Anche se presenta già la spiazzante prerogativa (che si consoliderà meglio nelle opere che verranno dopo) dei salti di tono e delle spezzature sintattiche  che solo nel finale si  placheranno ricomponendo il tutto in un ritmo di nuovo lento e pacificato, Il linguaggio utilizzato lo si può definire abbastanza lineare.
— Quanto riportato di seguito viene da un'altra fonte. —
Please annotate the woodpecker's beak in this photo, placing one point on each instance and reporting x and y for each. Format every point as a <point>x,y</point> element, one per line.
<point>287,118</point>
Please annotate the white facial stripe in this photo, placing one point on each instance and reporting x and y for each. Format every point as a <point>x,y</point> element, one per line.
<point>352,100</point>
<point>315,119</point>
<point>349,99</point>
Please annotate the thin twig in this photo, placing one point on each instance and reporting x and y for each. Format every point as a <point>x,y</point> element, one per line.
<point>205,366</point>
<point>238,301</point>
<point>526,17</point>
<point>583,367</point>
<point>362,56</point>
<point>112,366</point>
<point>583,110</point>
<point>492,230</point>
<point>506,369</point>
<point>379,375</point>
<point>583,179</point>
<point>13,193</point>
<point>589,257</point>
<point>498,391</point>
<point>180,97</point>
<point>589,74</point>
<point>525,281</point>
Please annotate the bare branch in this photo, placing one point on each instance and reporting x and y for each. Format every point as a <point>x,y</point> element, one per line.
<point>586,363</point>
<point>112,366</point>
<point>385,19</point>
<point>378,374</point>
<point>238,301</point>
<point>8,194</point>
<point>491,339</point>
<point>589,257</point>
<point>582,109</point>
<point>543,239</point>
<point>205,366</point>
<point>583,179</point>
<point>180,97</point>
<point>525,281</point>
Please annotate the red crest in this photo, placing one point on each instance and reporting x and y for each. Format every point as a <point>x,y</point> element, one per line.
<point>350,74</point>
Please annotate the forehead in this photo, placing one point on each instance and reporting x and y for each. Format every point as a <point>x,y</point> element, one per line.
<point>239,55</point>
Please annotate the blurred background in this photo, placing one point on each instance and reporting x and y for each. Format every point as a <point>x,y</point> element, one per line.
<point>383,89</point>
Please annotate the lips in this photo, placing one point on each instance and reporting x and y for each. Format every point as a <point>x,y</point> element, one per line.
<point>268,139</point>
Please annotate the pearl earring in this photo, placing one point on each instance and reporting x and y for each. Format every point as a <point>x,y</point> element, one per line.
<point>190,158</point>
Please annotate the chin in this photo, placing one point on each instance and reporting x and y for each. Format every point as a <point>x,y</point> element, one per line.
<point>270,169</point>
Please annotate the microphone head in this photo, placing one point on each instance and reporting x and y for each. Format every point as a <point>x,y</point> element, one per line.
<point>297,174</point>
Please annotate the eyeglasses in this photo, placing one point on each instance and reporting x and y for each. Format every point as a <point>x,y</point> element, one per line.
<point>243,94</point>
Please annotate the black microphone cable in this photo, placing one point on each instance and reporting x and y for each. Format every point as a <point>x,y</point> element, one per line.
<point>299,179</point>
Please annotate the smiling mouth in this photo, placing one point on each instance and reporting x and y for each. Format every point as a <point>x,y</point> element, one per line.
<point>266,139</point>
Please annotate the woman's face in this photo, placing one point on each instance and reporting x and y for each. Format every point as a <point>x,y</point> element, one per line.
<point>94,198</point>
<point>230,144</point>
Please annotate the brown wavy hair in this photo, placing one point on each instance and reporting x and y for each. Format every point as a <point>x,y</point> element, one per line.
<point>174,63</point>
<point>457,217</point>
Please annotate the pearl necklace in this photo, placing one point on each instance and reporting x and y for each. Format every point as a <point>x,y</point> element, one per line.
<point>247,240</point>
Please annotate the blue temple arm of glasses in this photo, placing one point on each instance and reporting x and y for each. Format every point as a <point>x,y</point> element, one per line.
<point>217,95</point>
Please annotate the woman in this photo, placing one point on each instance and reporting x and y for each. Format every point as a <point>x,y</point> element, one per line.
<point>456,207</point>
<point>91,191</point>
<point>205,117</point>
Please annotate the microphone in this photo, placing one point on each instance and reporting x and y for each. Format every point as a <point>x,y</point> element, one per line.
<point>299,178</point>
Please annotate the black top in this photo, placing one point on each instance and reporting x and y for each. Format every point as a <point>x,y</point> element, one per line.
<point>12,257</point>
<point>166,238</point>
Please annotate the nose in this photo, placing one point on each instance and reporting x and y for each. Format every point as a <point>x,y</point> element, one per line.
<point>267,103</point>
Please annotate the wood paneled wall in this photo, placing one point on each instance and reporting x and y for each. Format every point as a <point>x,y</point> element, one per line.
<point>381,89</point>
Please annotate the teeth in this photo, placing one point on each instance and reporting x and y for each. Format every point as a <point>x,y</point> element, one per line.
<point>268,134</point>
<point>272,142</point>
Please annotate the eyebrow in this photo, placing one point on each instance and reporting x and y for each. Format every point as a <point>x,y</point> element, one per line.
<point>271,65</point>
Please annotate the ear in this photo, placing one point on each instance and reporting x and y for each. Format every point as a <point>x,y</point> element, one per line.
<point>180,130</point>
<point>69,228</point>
La costruzione dell’insieme (sorretta da una sceneggiatura a prova di bomba) è a sua volta impeccabile nel suo continuo intrecciare realtà, sogni e ricordi che si incastrano fra loro senza soluzione di continuità.

Fanno il resto, il duro bianco e nero di Gunnar Fischer, la “sussurrata” musica della colonna sonora di Erik Nordgren, la sensibile interpretazione di tutti i bravissimi attori (un plauso speciale va alla bella prova di Juliane Kindahi – la governante del professore - che sovrasta tutte le altre insieme a quella - e volentieri mi ripeto - davvero straordinaria di Victor Sjöström   che col suo cinema ha molto influenzato il percorso artistico di Bergman  e che qui, accettando questo difficile ruolo, sembra proprio che abbia inteso fare un regalo al suo discepolo (quasi un passaggio simbolico di testimone).
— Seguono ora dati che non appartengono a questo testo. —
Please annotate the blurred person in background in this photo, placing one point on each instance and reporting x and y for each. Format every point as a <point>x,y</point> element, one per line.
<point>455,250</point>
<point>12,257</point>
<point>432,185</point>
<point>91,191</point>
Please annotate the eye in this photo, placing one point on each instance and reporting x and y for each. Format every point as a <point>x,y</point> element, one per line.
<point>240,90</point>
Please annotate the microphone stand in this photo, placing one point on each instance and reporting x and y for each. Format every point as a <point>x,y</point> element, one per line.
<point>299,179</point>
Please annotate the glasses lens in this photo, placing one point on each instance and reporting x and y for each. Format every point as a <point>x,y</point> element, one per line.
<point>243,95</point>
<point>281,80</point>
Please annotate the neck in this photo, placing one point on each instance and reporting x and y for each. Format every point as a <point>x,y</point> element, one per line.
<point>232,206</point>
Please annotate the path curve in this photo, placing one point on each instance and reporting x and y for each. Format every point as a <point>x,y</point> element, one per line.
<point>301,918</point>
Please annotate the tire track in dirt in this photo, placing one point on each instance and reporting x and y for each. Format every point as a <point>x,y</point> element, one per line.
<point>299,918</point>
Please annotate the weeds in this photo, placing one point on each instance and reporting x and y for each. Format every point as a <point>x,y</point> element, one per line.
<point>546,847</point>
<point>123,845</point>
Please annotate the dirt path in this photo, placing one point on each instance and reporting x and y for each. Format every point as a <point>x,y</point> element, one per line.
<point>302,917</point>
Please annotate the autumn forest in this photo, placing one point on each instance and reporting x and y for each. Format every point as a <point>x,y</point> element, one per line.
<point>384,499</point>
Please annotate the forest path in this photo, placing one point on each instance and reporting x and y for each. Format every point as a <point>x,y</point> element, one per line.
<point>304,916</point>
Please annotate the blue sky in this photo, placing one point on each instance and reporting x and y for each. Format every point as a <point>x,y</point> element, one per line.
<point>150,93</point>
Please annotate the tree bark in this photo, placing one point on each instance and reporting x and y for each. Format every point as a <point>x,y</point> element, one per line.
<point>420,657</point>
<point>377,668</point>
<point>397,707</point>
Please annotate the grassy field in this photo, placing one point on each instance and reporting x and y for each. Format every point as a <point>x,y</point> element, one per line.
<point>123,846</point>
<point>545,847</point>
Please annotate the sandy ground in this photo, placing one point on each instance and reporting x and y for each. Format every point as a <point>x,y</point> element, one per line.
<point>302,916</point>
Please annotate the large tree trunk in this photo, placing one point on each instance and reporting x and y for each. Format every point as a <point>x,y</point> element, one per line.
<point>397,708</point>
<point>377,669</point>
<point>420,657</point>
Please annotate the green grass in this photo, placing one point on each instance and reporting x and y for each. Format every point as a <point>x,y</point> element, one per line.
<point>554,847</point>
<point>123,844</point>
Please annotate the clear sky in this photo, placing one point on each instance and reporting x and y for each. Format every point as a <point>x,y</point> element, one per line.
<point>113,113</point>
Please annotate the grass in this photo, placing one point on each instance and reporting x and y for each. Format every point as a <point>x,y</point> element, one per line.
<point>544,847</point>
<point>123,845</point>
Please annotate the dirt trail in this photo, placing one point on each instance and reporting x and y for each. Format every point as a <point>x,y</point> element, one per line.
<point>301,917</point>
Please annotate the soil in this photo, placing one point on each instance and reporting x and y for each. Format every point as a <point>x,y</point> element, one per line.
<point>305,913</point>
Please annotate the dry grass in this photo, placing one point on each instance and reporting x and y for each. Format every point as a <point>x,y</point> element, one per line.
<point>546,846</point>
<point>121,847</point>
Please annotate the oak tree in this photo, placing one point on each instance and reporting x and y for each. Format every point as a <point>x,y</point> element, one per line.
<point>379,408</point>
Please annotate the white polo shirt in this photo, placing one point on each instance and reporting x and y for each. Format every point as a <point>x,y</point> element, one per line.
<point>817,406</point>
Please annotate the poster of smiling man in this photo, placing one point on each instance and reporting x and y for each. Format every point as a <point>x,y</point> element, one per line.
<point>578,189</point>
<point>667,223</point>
La morbida alternanza di presente e passato, l’ombra costante  di una vita che sta svanendo e che, forse, non merita rimpianto, rendono dunque  questa pellicola una vera e propria opera d’arte  assoluta e irripetibile poiché davvero, Il posto delle fragole è anche un film sul tempo, sul cambiamento, sulla paura, sulla maschera (Giorgio Trasatti) che è un altro dei riferimenti certi all’infanzia infelice del regista che nella sua autobiografia scrisse: (…) La famiglia di un prete vive come su un vassoio, senza alcuna protezione dagli sguardi estranei… Forgiai per questo una personalità esteriore che aveva ben poco a che fare  con il mio vero io. Non riuscendo a tenere separate la mia maschera e la mia persona, ne risentii il danno fin nella vita e nella creatività dell’età adulta. A volte dovevo consolarmi dicendo che chi è vissuto nella menzogna ama la verità. E questo è veramente un film “vero” e partecipato fino in fondo.

 

[1] La lavorazione del film produsse nel regista una grave forma di esaurimento nervoso che lo costrinse addirittura a passare alcuni mesi in clinica prima di poter tornare al proprio mondo.

 

[2] Lund è un’importante cittadina svedese nota soprattutto per l’Università fondata nel 1666 e per la Cattedrale all’interno della quale Bergman ha ambientato l’ultima parte del film, quella in cui si celebra il giubileo della professione medica del protagonista, il professore Isak Borg.

 

[3] Non sono però solo questi due i premi  che si è aggiudicato il film: l’elenco sarebbe davvero molto lungo, ma voglio ricordare almeno il Golden Globe della stampa estera,  il premio  del National Board Review statunitense, il Bodil (importante riconoscimento danese  corrispondente all’Oscar) per il miglior film europeo, il gran premio della cinematografia  norvegese, il premio dell’associazione dei critici britannici, il nastro d’argento della critica italiana  e il primo premio al festival argentino del Mar della Plata oltre alla nomination all'Oscar nella categoria " miglior sceneggiatura origimale"

 

[4]Carmina Burana  messi in musica da Carl Orf, costituiscono un corpus di testi poetici medievali dell'XI e del XII secolo, prevalentemente in latino tramandati da un importante manoscritto contenuto in un codice miniato del XIII secolo, il Codex Latinus Monacensis 4660 o Codex Buranus, proveniente dal convento di Benediktbeurn (l'antica Bura Sancti Benedicti fondata attorno al 740 da San Bonifacio nei pressi di Bad Tolz in Baviera). Il codice è custodito nella Bayerische Staatsbibliothek di Monaco di Baviera. (fonte Wikipedia).

 

[5] “L’inferno è il solito: la solitudine”, dice  un personaggio di questo film, riprendendo con qualche variazione una battuta che era già ne Una vampata d’amore (siamo di nuovo insieme, ma è l’inferno stavolta) e quindi possiamo convenire anche noi che siamo davvero a due passi da quel “L’inferno sono gli altri”  sartriano (Huis close – A porte chiuse o anche Porta chiusa in italiano).